A Rotten Tomatoes reader described The Expendables thusly: “Its purpose is to be violent.” Mission accomplished. Sylvester Stallone’s long-rumored convening of the Lat Pack – a motley crew of action stars past and present, including Jason Statham, Dolph Lundgren and, in his first dramatic role since 2004’s Around the World in 80 Days, Gov. Arnold Schwarzenegger – is a love letter to bloody excess.
Where is Seagal? Van Damme? Chuck Norris? For every macho icon Stallone failed to recruit, he compensates with serviceable substitutes like former pro wrestler Steve Austin and UFC star Randy Couture. The movie even reunites The Pope of Greenwich Village co-stars Mickey Rourke and Eric Roberts (whose best-known bouts have taken place off-camera), though they never share screen time.
Perhaps if Stallone, who co-wrote The Expendables, offered a more compelling reason for these street-fighting men to break out their boomsticks, the mayhem might have unfolded with a greater sense of urgency. Yet his story, about aging mercenaries hired by the CIA to murder a third-world dictator (David Zayas, of TV’s Dexter), is routine in every respect.
Does it matter? The audiences for whom The Expendables represents a wish belatedly fulfilled aren’t expecting Shakespeare, but Stallone, once an Oscar-nominated screenwriter, is strictly on autopilot here. He never misses an opportunity to slip in a worn-out one-liner (“Your mama!”) or a hoary cliché, and he keeps the body count rising rapidly enough to warrant a UN intervention.
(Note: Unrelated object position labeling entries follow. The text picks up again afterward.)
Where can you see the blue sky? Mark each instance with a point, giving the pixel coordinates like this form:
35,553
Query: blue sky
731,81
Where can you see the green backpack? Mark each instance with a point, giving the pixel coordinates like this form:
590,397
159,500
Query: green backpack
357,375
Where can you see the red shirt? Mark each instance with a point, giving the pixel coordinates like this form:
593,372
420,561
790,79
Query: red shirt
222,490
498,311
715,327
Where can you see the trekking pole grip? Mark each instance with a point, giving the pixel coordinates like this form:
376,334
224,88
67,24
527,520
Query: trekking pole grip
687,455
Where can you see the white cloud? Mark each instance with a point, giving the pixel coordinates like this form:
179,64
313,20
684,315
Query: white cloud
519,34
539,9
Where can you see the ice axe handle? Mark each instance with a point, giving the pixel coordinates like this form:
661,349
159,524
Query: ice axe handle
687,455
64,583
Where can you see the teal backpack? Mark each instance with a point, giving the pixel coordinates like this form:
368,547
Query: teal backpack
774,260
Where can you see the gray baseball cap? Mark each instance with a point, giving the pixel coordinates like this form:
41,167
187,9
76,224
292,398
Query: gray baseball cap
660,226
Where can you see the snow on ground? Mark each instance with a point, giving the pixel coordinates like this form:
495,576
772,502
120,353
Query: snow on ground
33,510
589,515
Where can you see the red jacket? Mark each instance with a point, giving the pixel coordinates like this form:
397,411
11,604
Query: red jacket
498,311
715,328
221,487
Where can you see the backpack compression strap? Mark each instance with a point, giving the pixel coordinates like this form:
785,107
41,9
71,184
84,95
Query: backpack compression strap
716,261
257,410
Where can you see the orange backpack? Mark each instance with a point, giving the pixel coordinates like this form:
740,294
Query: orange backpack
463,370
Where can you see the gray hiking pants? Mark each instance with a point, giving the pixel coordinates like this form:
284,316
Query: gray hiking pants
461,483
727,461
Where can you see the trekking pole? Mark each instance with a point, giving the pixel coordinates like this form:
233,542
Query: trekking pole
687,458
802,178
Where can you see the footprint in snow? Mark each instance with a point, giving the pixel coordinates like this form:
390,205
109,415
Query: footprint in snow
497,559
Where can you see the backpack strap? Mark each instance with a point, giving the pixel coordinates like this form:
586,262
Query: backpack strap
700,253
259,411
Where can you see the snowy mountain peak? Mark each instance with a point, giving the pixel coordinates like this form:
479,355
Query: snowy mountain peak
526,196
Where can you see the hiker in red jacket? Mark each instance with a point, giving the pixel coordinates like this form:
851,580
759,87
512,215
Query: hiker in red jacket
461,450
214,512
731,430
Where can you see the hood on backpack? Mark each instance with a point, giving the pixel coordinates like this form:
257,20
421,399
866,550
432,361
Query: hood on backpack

But that’s the point, you say – guns, babes, testosterone and more guns. That’s the formula, all right, one Stallone employed to more rousing effect in 2008’s Rambo. Here, his lack of effort is evident not only in his story, which sputters out of the gate, but also his characters. Their motivations are murkier than the action, which, often shot in extreme close-up, is difficult to watch, much less understand.
A little suspense might have helped, but we never sense that Stallone’s all-star hit squad is in any real danger. The question is not whether they’ll survive – that’s assured – but whether they’ll run out of bullets.
As a showcase for its stars, The Expendables makes a strong case for Roberts, whose bark has lost none of its bite. Among the wasted are Jet Li, the wushu champion whose acrobatic kicks are missing in action, and former San Diego Chargers linebacker Terry Crews, who, like everyone else, just shows up. Barely.